2. Dans l’Europe actuelle, la démocratie, les droits de l’homme
et la prééminence du droit font partie intégrante de la vie quotidienne
des Européens. La contribution de notre Organisation à ce qu’il
en soit ainsi a été décisive. Elle reste le principal garant de
la pérennité de ces valeurs. C’est vers le Conseil de l’Europe,
en particulier vers la Cour européenne des droits de l’homme, que
les Européens se tournent en dernier ressort lorsqu’ils estiment
que leurs droits sont violés.
3. Pour que le Conseil de l’Europe puisse rester l’institution
clé de promotion et de protection efficaces des principes et valeurs
fondamentaux au service de tous les Européens, sa pertinence, son
fonctionnement et son efficacité doivent être constamment améliorés.

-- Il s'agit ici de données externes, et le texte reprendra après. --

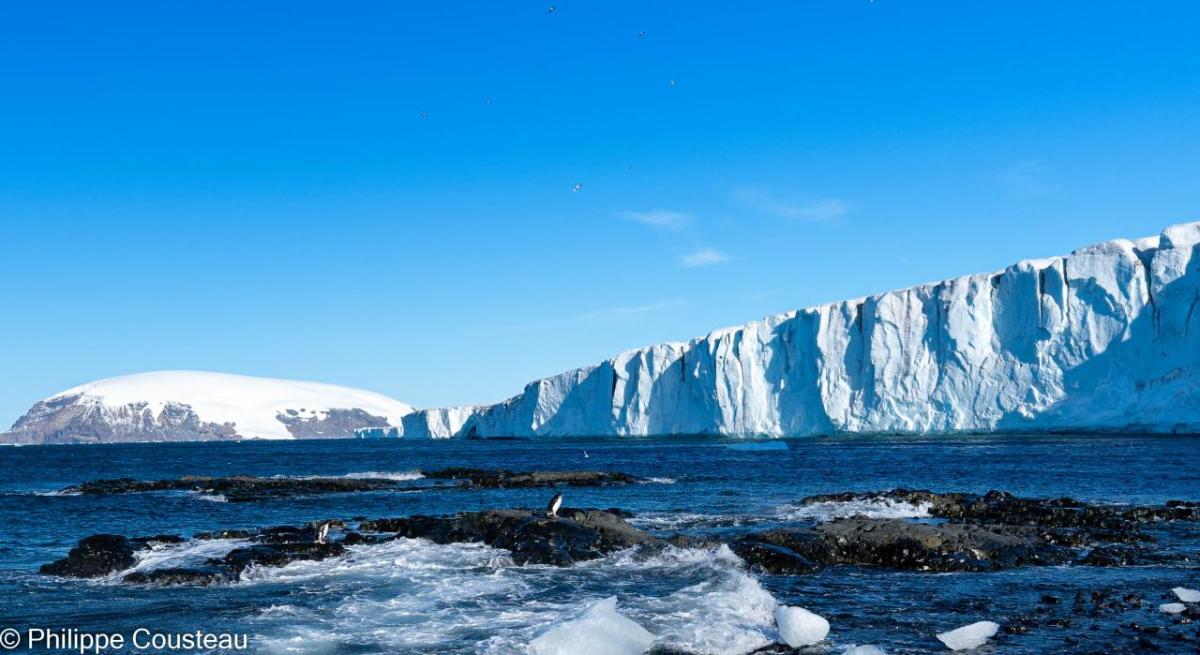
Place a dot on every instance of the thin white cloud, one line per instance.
(703, 257)
(825, 209)
(627, 312)
(1026, 180)
(660, 218)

A cette fin, une analyse critique et honnête des orientations stratégiques
de l’Organisation, de ses atouts et potentialités, mais aussi de
ses défaillances, points faibles et limites, est indispensable.

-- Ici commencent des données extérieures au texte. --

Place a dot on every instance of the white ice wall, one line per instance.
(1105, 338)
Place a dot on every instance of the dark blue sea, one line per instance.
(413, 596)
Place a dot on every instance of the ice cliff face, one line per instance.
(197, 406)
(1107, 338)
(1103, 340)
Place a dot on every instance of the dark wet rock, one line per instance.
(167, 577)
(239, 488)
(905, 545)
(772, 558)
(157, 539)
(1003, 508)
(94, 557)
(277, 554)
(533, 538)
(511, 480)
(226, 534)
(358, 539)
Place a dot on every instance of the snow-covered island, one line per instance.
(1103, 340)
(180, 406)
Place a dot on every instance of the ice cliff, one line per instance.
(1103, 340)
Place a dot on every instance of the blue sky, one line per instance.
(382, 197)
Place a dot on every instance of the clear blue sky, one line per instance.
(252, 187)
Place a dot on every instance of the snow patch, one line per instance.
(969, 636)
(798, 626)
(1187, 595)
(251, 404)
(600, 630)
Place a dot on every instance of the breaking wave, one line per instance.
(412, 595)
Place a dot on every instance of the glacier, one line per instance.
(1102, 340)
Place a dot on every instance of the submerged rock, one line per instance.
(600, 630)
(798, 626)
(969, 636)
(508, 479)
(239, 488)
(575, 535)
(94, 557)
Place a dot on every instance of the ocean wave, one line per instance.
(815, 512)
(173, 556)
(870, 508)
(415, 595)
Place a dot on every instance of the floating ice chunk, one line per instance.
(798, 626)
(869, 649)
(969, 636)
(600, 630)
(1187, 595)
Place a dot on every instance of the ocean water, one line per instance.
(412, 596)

4. En soixante ans, la situation géopolitique globale et européenne
a connu des transformations bouleversantes. La fin de la guerre
froide et l’effondrement des anciens régimes communistes ont rendu possible
la réunification de l’Europe sur la base des idéaux et principes
que défend le Conseil de l’Europe. Il est tout à fait naturel que
notre Organisation ait été la première à accueillir en son sein
les Etats de l’Europe centrale et orientale qui se sont engagés
à respecter ces valeurs et à mettre à leur disposition son expérience.
5. Aujourd’hui, avec 47 Etats membres, le Conseil de l’Europe
représente l’organisation paneuropéenne la plus large. Son rôle
se décline en trois volets: institution-cadre pour la défense et
la promotion de la démocratie pluraliste, des droits de l’homme
et de la prééminence du droit; cadre d’activités normatives et espace
juridique européen; laboratoire d’idées et forum large et inclusif
de dialogue et de coopération politiques. L’acquis du Conseil de
l’Europe dans ces domaines est unique et constitue une contribution indispensable
à l’Europe d’aujourd’hui. Il doit être précieusement gardé et renforcé.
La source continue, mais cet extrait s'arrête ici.